Ketika dioleskan ke permukaan kulit, krim itu menampakkan warna kekuningan di kulit sehingga mengurangi penampilan subjek penelitian.
Krim itu lantas tidak diujikan kepada subjek. Sementara warna krim 1% yang kuning gelap tidak menampakkan bekas saat dioleskan ke kulit sehingga ia melanjutkan uji klinis hanya dengan krim berkonsentrasi 1%.
Ada 4 krim yang Surapol berikan kepada subjek penelitian, yaitu krim dasar tanpa bahan aktif, krim mengandung 1% minyak pupia, krim dengan 1% nanopartikel lipid pembawa (tanpa bahan aktif), dan krim dengan 1% minyak pupia nanopartikel.
Sebanyak 20 perempuan berusia 34—48 tahun yang menjadi subjek penelitian dilarang menggunakan kosmetik apa pun sepekan sebelum pengamatan.
Selama pengamatan, setiap subjek penelitian menggunakan krim 2 kali sehari selama 8 pekan di area siku bagian dalam dan 2,5 cm ke atas (arah bahu) serta ke bawah (arah telapak tangan).
Perubahan tekstur kulit diukur dengan alat skin visiometer.
Alat itu menyinari kulit lalu mengukur serapan cahaya.
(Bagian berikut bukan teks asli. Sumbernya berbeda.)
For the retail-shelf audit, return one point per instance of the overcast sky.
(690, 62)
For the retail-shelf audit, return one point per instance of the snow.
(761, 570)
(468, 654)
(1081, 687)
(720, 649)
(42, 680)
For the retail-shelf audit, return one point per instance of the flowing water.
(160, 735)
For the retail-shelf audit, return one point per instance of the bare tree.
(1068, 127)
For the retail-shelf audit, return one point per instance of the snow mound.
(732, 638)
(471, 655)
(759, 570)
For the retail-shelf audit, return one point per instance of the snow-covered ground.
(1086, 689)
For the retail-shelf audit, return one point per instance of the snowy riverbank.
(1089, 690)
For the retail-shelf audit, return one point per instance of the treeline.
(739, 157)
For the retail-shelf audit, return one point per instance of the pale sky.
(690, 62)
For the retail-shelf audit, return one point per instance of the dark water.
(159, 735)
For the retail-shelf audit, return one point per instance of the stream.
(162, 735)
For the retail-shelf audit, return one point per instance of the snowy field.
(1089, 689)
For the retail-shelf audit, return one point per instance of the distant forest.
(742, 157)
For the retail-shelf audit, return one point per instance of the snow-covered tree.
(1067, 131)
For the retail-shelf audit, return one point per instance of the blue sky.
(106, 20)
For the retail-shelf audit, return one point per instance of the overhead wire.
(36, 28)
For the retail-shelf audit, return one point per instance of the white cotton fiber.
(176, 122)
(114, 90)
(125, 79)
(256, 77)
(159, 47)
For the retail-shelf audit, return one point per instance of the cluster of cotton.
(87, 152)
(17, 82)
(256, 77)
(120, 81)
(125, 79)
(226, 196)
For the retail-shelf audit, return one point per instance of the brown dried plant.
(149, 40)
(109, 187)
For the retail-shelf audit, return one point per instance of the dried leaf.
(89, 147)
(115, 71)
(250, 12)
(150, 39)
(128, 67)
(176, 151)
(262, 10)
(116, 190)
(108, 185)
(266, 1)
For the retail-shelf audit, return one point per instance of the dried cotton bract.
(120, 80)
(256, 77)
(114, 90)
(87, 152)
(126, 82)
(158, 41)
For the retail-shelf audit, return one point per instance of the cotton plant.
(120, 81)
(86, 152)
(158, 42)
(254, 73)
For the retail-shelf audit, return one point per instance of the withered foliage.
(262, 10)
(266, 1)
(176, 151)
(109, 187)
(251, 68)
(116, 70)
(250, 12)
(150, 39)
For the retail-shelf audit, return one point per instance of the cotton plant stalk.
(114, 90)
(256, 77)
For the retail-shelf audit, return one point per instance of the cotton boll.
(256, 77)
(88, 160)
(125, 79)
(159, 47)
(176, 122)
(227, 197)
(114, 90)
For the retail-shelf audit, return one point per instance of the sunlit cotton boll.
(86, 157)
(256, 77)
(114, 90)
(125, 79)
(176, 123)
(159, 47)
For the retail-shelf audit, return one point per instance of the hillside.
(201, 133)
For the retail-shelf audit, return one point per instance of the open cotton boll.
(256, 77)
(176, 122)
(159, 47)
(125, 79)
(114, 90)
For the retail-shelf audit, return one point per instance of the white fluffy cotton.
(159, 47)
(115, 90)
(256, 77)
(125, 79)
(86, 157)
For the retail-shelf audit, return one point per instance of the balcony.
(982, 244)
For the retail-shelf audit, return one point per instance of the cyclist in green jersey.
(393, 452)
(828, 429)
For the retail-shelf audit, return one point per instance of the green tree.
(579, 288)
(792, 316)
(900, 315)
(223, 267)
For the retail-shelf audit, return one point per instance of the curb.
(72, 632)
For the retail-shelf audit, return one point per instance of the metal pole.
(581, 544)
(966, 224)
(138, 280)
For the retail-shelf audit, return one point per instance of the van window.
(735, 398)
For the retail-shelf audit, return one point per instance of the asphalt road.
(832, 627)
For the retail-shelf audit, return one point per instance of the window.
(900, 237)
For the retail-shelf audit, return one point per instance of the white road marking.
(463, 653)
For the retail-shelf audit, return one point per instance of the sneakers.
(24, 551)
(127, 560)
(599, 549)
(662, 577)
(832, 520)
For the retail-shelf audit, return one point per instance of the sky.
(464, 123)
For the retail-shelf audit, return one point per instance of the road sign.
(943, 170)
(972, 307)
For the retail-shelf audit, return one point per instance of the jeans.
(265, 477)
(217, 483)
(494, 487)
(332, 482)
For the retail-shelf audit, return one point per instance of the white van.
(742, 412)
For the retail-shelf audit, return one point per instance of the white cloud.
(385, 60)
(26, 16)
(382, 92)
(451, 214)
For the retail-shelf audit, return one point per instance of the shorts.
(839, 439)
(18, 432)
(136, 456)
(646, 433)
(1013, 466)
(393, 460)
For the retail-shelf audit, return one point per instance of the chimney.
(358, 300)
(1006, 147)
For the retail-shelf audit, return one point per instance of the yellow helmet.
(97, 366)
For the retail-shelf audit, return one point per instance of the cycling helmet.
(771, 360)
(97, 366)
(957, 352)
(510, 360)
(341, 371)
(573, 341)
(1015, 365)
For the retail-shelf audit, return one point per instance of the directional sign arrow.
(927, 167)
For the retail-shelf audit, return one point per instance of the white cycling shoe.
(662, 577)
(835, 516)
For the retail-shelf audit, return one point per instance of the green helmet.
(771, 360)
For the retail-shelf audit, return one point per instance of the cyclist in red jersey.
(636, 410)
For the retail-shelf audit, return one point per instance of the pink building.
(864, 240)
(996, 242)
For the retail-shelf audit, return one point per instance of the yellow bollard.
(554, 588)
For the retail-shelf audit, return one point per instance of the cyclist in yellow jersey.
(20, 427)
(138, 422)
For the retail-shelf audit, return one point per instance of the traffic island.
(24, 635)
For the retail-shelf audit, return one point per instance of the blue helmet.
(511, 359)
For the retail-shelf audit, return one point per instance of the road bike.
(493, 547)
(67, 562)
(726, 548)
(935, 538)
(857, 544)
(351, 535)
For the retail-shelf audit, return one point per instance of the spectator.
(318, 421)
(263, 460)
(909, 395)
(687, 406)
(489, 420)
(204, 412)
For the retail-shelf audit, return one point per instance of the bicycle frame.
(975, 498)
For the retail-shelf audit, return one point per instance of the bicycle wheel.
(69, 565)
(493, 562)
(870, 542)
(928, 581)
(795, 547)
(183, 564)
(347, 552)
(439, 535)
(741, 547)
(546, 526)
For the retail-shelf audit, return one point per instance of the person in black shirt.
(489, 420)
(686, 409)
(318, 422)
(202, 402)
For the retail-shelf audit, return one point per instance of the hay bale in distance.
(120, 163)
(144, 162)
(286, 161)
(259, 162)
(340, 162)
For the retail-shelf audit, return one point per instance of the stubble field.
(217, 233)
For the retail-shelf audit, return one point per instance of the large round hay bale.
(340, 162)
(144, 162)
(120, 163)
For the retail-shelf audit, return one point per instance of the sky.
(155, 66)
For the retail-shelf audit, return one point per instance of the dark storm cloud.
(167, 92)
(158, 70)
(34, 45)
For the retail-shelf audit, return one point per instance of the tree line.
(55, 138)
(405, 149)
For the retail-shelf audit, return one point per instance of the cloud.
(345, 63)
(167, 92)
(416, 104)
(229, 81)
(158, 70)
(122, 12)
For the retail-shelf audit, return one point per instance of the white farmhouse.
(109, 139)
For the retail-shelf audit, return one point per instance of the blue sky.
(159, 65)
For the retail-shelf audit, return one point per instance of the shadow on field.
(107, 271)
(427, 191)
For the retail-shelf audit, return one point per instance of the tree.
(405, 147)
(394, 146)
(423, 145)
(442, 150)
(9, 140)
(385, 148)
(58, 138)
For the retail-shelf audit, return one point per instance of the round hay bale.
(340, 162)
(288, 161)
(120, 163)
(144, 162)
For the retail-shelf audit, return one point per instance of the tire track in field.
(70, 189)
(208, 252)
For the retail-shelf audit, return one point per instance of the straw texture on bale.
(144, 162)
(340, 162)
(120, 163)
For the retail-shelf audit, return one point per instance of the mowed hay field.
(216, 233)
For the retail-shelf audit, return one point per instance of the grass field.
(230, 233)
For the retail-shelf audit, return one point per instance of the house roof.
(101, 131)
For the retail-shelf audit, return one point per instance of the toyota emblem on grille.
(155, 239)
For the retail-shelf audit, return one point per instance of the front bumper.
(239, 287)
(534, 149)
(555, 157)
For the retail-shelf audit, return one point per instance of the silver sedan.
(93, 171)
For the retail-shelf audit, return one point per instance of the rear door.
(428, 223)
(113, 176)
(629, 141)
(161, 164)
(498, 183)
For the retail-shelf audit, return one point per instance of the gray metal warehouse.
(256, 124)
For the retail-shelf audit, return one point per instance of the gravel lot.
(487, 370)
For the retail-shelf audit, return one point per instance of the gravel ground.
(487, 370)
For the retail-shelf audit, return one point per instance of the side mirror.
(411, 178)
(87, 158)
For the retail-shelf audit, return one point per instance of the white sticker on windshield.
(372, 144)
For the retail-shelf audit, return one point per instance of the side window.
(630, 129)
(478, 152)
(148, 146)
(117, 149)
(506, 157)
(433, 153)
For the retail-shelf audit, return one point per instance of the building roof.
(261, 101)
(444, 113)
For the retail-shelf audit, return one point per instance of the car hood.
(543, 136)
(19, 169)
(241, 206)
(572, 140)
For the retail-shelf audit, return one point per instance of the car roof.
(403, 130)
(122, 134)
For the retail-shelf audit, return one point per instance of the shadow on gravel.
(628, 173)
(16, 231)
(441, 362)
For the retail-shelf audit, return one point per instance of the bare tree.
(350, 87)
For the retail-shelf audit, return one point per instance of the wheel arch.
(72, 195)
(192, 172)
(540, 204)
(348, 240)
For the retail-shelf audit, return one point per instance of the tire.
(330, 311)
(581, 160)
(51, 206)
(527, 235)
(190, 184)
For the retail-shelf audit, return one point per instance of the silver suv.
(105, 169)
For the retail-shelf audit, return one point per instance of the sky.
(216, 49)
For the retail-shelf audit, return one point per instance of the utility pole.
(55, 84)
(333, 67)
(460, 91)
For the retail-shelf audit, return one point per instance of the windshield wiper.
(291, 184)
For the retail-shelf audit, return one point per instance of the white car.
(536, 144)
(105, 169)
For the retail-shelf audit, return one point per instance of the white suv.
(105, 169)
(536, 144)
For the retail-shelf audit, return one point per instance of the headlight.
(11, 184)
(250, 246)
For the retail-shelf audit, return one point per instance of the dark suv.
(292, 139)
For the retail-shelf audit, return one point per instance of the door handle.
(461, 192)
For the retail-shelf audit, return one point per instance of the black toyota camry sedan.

Kulit terang lebih banyak memantulkan cahaya ketimbang kulit gelap.
Semakin banyak keriput, cahaya yang dipantulkan pun semakin sedikit.
Setelah 8 pekan perlakuan, subjek penelitian yang menggunakan krim mengandung nanopartikel minyak pupia serta subjek dengan krim yang mengandung minyak pupia mengalami perbaikan signifikan.
Anehnya subjek yang mendapat perlakuan krim plasebo maupun krim nanopartikel tanpa bahan aktif pun menunjukkan pengurangan kerutan.
Surapol menduga, hal itu lantaran krim secara umum memperbaiki kelembapan dan elastisitas kulit meskipun krim itu tidak mengandung bahan aktif apa pun.
Menurut Surapol khasiat mempertahankan keremajaan kulit itu lantaran kandungan betakaroten dan likopen—zat sejenis yang lazim dijumpai dalam wortel dan tomat.
Namun, kadar likopen dalam aril buah pupia jauh lebih tinggi.
Kadar likopen tomat hanya 31 μg per gram, sementara aril pupia mencapai 380 μg per gram.